Significantly in relation to the point I just made about women and men living together, the end of the Jim Crow era came in 1967, 13 years after Brown: The case was Loving v. Virginia; the law under attack, a state prohibition on interracial marriage. In holding that law unconstitutional, the court effectively ruled that the doctrine of ''separate but equal'' was dead -- everywhere and anywhere within the governance of the United States.

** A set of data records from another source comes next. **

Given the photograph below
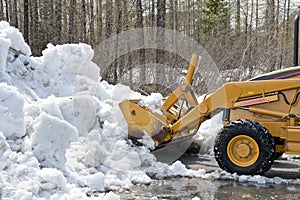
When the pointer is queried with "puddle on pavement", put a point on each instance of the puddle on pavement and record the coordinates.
(185, 188)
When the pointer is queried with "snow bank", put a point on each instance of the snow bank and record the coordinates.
(62, 134)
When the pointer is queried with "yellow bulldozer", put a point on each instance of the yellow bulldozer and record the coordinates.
(261, 119)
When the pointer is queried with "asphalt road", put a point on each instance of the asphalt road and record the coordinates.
(286, 167)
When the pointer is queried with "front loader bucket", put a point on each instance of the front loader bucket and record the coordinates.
(144, 123)
(170, 132)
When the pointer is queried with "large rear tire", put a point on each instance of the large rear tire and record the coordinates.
(244, 147)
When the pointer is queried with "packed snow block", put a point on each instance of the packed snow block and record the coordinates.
(70, 59)
(50, 139)
(96, 181)
(4, 45)
(11, 112)
(51, 179)
(84, 110)
(15, 37)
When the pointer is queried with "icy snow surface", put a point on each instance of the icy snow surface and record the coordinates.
(62, 133)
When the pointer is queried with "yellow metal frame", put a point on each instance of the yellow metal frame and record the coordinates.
(264, 101)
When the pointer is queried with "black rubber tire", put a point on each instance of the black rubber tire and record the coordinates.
(258, 133)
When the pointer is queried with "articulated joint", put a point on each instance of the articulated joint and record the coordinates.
(203, 108)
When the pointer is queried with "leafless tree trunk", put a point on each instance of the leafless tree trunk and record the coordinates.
(26, 21)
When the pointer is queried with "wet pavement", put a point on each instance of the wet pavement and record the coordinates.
(287, 168)
(197, 188)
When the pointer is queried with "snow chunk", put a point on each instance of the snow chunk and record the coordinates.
(50, 139)
(70, 59)
(15, 37)
(96, 182)
(11, 111)
(52, 178)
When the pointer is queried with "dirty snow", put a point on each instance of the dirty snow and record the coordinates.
(62, 134)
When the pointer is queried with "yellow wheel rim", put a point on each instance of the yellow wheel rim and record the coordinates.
(243, 151)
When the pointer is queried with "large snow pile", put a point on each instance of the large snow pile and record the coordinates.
(61, 131)
(62, 134)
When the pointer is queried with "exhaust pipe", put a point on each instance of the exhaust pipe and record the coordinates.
(296, 40)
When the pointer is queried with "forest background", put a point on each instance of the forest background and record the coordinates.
(248, 35)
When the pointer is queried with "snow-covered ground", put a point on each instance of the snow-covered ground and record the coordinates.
(62, 133)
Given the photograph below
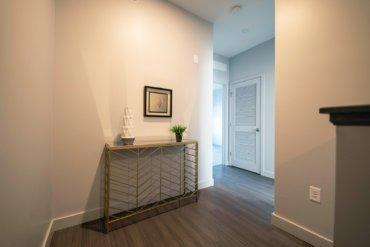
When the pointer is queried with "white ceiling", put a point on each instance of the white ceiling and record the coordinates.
(256, 17)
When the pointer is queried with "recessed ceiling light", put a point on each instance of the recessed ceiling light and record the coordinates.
(235, 9)
(245, 30)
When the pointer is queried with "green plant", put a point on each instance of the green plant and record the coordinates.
(178, 129)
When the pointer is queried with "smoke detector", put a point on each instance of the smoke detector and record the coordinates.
(235, 9)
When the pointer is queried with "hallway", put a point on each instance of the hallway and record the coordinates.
(235, 212)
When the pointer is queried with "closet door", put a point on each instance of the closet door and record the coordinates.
(245, 121)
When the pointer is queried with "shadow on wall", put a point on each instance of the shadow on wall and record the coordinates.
(314, 167)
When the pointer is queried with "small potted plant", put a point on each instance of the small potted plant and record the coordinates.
(179, 131)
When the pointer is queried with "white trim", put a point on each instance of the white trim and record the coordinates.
(300, 232)
(47, 237)
(86, 216)
(264, 172)
(262, 114)
(76, 219)
(267, 174)
(206, 183)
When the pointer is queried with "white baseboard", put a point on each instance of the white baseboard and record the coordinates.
(86, 216)
(206, 183)
(47, 237)
(268, 174)
(300, 232)
(76, 219)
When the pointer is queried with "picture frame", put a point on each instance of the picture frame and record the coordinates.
(157, 102)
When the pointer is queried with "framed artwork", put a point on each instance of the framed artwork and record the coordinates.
(157, 102)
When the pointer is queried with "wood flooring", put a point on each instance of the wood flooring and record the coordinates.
(235, 212)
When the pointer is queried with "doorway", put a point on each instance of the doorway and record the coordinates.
(245, 124)
(217, 124)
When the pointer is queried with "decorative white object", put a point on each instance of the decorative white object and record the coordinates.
(128, 125)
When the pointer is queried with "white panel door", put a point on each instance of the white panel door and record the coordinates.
(245, 125)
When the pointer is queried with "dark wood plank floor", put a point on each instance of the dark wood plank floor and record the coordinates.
(235, 212)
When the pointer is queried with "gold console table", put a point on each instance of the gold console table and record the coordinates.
(148, 178)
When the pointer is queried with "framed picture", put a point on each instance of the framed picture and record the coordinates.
(157, 102)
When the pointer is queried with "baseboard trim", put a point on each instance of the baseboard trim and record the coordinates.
(206, 183)
(267, 174)
(300, 232)
(86, 216)
(76, 219)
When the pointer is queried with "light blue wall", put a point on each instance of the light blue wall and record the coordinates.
(217, 115)
(260, 60)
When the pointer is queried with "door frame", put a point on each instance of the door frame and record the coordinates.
(225, 121)
(262, 115)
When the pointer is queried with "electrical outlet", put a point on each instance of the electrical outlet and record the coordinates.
(315, 194)
(196, 58)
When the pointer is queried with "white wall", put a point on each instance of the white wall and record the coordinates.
(26, 76)
(106, 51)
(260, 60)
(322, 59)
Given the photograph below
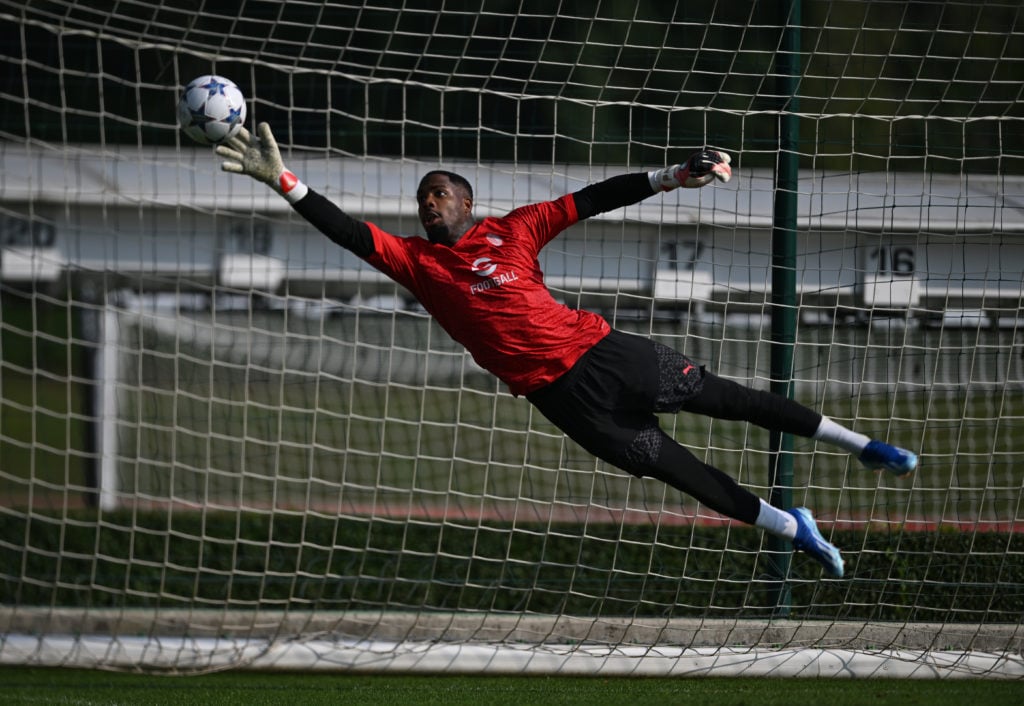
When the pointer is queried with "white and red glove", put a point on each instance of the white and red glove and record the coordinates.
(699, 170)
(259, 158)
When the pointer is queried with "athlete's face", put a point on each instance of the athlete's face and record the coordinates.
(444, 209)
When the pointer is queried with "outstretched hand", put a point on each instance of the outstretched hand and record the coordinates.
(699, 170)
(256, 156)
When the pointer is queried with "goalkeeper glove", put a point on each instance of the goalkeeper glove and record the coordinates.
(259, 158)
(699, 170)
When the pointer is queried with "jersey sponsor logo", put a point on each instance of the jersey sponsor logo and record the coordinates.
(497, 281)
(482, 266)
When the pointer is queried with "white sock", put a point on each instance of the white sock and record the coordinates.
(776, 522)
(830, 432)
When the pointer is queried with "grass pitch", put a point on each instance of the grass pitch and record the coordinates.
(27, 686)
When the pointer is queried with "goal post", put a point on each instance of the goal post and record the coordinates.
(226, 443)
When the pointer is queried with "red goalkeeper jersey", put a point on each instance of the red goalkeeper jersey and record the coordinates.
(487, 292)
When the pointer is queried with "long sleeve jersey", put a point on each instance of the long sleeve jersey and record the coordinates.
(487, 291)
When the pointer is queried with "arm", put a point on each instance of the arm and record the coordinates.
(626, 190)
(260, 159)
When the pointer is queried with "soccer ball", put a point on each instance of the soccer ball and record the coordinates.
(212, 109)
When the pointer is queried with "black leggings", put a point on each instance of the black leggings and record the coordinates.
(723, 399)
(607, 404)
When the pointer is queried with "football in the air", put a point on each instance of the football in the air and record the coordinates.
(211, 110)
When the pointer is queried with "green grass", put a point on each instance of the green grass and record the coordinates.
(83, 687)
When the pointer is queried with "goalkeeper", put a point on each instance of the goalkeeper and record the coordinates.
(482, 283)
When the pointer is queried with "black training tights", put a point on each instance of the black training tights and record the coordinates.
(723, 399)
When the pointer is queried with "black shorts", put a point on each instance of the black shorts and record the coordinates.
(609, 398)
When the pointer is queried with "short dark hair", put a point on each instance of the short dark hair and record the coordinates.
(457, 179)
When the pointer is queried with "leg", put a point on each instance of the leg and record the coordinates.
(723, 399)
(681, 469)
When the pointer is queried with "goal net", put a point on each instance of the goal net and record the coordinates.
(227, 443)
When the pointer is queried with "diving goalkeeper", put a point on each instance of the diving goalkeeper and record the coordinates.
(482, 283)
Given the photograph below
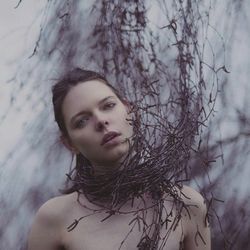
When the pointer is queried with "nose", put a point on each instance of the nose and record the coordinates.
(101, 123)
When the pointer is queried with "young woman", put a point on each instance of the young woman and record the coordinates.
(97, 126)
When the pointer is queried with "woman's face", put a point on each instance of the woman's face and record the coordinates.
(93, 115)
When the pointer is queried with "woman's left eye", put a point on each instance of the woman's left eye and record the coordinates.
(109, 105)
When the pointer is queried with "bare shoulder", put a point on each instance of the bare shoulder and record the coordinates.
(195, 220)
(192, 198)
(45, 232)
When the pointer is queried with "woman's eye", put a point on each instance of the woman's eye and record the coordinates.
(109, 105)
(81, 122)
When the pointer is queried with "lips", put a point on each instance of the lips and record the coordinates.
(109, 136)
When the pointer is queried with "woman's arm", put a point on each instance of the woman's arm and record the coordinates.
(44, 233)
(196, 226)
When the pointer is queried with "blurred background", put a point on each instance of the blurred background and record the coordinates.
(40, 39)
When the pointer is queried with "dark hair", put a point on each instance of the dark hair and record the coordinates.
(59, 92)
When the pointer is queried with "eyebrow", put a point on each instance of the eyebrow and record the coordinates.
(85, 112)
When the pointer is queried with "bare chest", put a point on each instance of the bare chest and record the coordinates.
(121, 231)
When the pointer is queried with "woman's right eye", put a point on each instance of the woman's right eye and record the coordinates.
(81, 122)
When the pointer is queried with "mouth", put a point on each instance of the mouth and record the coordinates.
(109, 136)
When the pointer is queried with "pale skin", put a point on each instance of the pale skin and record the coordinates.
(100, 112)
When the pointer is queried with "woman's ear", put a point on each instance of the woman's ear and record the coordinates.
(67, 143)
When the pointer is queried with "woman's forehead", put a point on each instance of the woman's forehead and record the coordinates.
(86, 94)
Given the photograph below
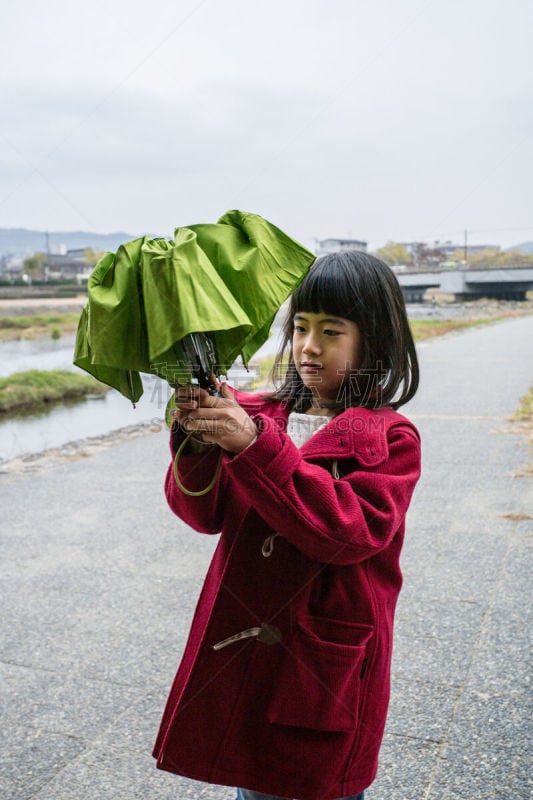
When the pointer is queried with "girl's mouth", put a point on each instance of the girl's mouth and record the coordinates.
(309, 367)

The framers of the Constitution allowed to rest in the court's hands large authority to rule on the Constitution's meaning; but the framers . . . armed the court with no swords to carry out its pronouncements. President Andrew Jackson in 1832, according to an often-told legend, said of a Supreme Court decision he did not like: The chief justice has made his decision, now let him enforce it. With prestige to persuade but not physical power to enforce, with a will for self-preservation and the knowledge that they are not ''a bevy of Platonic Guardians,'' the justices generally follow -- they do not lead -- changes taking place elsewhere in society.
But without taking giant strides and thereby risking a backlash too forceful to contain, the court, through constitutional adjudication, can reinforce or signal a green light for a social change. In most of the post-1970 gender-classification cases, unlike Roe, the court functioned in just that way. It approved the direction of change through a temperate brand of decision-making, one that was not extravagant or divisive.